Было бы далеко за пределами настоящего очерка упоминать хотя бы по названию произведения первого ранга в галерее Рембрандта. Достаточно сказать, что среди них есть так называемый Собеский, портрет каллиграфа Коппеноля, почти дышащий на глазах зрителя, «Притча о работниках в винограднике», «Авраам, принимающий ангелов», «Святое семейство» такой прелести, которую едва ли можно приписать сильному реалисту, «Мастерская Иосифа», «Неверие святого Фомы», полное беспокойного движения, великолепная героическая «Паллада», портреты мужчин и женщин — все это произведения первого ранга, жемчужины мирового искусства. Сказать что-либо о самом мастере, слава богу, излишне. Он пока избежал нетронутым непрерывных переоценок ценностей, движущая сила которых обычно неведома их сателлитам. Только о нем одном можно сказать, что даже приблизительное представление о диапазоне его мастерства невозможно без знакомства с его картинами в Эрмитаже.

Рубенс также представлен здесь во всей своей поразительной универсальности. Я не знаю, какое значение придается нынче этому всеведению. И тем не менее даже склочный язык бессилия должен умолкнуть перед этой великолепной коллекцией. Мифологические и библейские сюжеты, портреты и пейзажи почти на всем протяжении отличаются одинаковым совершенством и красотой. Его буйная фантазия нигде не проявляется с такой выгодной стороны, как в пленительных эскизах, которыми так богат Эрмитаж. Их следует назвать подлинными оргиями рисовальщика и колориста; они несут в себе в определенной степени печать вечного гения и счастливого вдохновения, которую картина, нередко завершаемая учениками, выразить до конца не может. Но там, где работала рука самого мастера, она вдохнула жизнь в нечто непреходящее. Если бы премия присуждалась кому-либо из сорока семи шедевров, она наверняка принадлежала бы портрету Елены Фоурман, над которым художник работал с разделенной любовью. Лукавая красавица написана в натуральную величину. Она стоит на усыпанном цветами лугу, а на заднем фоне по ландшафту плывут тяжелые тупы. Но они служат лишь для того, чтобы с еще большей рельефностью оттенить нежный кружевной воротник вокруг обнаженной шеи женщины в декольтированном платье. На ее светлой кудрявой голове надета мягкая черная шляпа Рембрандта, украшенная перьями и отделанная фиолетово-синей лентой. Ее тяжелое платье из черного сатина с воздушными белыми кружевными рукавами демонстрирует все еще юную стройную фигуру в плавной, изящной позе. Тонкие руки скрещены на талии. Правая рука веерообразно и с утонченной непринужденностью держит длинное белое перо цапли. Платье и украшения, серьги и усыпанная драгоценными камнями брошь и цепь проработаны с такой тщательностью, какой занятой мастер удостаивал редко. Главное же очарование картины кроется в лукавом, одухотворенном лице с большими умными глазами и улыбающимся ротиком. Впрочем, шея и грудь показывают, что имя Елена вполне подходит.
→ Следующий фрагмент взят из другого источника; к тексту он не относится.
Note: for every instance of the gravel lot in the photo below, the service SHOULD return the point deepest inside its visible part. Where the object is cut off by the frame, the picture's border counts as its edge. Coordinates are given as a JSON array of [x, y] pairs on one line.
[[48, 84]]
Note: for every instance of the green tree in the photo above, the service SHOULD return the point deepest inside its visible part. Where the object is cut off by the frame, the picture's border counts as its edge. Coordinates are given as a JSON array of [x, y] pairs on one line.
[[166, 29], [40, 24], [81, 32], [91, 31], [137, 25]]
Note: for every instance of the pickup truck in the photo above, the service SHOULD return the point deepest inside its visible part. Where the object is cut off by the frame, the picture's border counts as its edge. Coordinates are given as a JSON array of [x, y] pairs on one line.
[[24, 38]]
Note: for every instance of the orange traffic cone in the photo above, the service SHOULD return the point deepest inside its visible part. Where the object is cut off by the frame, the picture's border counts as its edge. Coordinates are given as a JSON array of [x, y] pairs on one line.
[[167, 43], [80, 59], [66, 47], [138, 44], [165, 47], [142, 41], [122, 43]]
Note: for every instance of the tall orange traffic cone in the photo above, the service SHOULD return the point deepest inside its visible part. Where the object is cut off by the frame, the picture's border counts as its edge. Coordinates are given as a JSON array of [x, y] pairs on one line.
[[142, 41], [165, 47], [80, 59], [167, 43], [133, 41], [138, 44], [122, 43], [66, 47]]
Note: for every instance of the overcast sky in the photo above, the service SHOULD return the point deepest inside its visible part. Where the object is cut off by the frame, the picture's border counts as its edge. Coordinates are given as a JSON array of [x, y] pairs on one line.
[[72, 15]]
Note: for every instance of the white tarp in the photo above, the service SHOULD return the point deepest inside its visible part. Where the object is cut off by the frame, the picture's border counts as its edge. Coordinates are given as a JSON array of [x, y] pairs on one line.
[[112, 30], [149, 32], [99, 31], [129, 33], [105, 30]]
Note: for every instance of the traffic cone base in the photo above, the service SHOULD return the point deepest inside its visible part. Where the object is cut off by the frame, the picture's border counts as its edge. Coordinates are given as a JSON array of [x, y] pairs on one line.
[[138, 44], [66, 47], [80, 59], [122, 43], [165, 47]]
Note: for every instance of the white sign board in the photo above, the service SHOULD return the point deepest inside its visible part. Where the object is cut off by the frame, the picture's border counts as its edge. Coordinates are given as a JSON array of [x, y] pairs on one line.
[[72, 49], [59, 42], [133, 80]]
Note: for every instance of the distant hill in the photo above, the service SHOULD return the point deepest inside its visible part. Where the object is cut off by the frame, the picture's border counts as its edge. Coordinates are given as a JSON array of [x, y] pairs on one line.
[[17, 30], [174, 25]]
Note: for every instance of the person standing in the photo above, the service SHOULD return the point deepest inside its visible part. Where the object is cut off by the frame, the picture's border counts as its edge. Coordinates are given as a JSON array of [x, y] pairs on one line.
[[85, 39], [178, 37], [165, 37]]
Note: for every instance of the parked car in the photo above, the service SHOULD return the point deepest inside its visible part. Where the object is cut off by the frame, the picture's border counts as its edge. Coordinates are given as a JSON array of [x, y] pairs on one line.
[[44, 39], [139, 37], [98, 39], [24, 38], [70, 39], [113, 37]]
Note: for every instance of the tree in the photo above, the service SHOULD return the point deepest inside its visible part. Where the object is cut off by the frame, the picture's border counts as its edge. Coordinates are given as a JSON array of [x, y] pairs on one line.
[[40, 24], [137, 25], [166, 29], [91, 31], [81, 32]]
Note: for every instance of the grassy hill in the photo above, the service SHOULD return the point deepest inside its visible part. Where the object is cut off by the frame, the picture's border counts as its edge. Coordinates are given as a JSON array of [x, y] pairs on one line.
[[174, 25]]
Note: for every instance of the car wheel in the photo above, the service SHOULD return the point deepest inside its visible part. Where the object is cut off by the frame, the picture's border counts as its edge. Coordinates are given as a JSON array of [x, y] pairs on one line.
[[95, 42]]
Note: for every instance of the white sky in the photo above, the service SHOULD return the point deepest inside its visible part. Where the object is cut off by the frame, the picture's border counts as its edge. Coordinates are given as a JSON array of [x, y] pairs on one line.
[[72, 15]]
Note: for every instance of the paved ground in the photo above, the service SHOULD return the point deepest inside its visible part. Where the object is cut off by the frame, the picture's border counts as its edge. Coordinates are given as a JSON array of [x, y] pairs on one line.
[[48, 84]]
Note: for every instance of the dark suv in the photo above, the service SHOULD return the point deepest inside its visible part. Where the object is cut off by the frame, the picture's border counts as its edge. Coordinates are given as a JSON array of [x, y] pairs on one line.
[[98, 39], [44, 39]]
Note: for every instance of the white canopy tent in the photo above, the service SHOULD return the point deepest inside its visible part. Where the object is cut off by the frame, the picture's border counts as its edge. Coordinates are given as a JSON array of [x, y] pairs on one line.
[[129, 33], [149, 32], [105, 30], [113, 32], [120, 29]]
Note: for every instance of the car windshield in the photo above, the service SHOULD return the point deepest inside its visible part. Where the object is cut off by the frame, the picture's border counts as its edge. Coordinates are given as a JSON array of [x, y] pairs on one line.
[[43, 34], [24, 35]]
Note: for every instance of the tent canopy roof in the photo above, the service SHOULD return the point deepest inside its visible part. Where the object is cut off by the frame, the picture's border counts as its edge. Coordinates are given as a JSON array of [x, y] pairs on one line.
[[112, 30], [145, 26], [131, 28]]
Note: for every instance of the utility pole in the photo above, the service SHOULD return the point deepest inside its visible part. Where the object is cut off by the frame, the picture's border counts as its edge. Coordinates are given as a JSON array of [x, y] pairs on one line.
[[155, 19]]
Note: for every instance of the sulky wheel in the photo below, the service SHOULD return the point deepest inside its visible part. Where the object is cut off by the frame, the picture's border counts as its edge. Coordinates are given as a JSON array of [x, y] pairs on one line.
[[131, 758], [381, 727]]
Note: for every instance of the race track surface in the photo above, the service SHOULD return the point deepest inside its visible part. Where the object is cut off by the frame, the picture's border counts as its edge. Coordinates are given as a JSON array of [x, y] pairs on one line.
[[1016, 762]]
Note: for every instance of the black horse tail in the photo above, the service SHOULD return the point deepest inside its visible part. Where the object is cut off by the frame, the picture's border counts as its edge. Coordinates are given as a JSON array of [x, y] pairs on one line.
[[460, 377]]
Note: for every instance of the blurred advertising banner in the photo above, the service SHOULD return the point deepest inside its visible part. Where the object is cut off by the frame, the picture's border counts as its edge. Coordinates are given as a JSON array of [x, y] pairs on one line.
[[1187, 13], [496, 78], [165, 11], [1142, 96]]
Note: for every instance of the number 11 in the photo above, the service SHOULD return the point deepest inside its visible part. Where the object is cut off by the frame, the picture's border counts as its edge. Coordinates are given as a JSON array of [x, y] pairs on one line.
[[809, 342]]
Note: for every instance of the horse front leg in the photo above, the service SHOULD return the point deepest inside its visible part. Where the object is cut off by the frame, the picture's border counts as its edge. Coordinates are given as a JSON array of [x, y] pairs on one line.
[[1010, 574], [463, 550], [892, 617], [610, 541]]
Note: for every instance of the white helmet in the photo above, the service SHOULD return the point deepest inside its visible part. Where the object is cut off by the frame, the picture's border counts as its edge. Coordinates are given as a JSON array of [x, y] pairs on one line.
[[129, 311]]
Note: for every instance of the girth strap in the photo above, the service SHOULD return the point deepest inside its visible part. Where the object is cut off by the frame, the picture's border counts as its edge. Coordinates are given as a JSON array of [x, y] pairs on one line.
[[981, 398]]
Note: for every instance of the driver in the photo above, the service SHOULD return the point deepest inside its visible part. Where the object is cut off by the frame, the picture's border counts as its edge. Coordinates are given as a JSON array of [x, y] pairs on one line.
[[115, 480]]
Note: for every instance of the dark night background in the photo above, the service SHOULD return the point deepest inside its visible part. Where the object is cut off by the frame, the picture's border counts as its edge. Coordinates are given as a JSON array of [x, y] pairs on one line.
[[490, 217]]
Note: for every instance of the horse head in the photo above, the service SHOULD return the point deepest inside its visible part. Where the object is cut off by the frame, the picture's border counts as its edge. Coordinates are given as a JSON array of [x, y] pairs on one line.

Из мифологических картин «Пьяный Силен», вариации которого в Мюнхенской пинакотеке достаточно известны, чтобы сделать более подробное описание излишним, на мой вкус является самой чудесной. Но петербургский оригинал, если возможно, еще богаче по колориту, а гротескный юмор этой почтенной компании совершенно неотразим. Мы находим здесь и превосходную вариацию — «Счастливые моменты дерзкого возлюбленного», где смуглый пастух нападает на молодую женщину с чертами лица Елены Фоурман. Освобождение Андромеды победоносным Персеем — произведение со всеми мыслимыми достоинствами. Мертвецом поверженное чудовище, стерегшее ослепительно прекрасную деву, лежит с разинутой пастью; белокрылый конь, принесший победителя, бьет копытом, но его легко держит в узде маленький амур. Победитель, все еще в сверкающих доспехах, с щитом-горгоной в левой руке приближается к прекрасной деве и мягко касается ее. Другой маленький амур снял его шлем, чтобы появившаяся Слава могла возложить венок на его кудри. Но юноша видит лишь славную красавицу, за драпировки которой ревностно тянут три или четыре маленьких проказника, пытаясь сорвать с белого тела даже последний след покрова. От великолепной композиции «Венера и Адонис» рукой мастера были набросаны лишь чудесные головы; остальное выполнено в его студии, но это вполне достойно.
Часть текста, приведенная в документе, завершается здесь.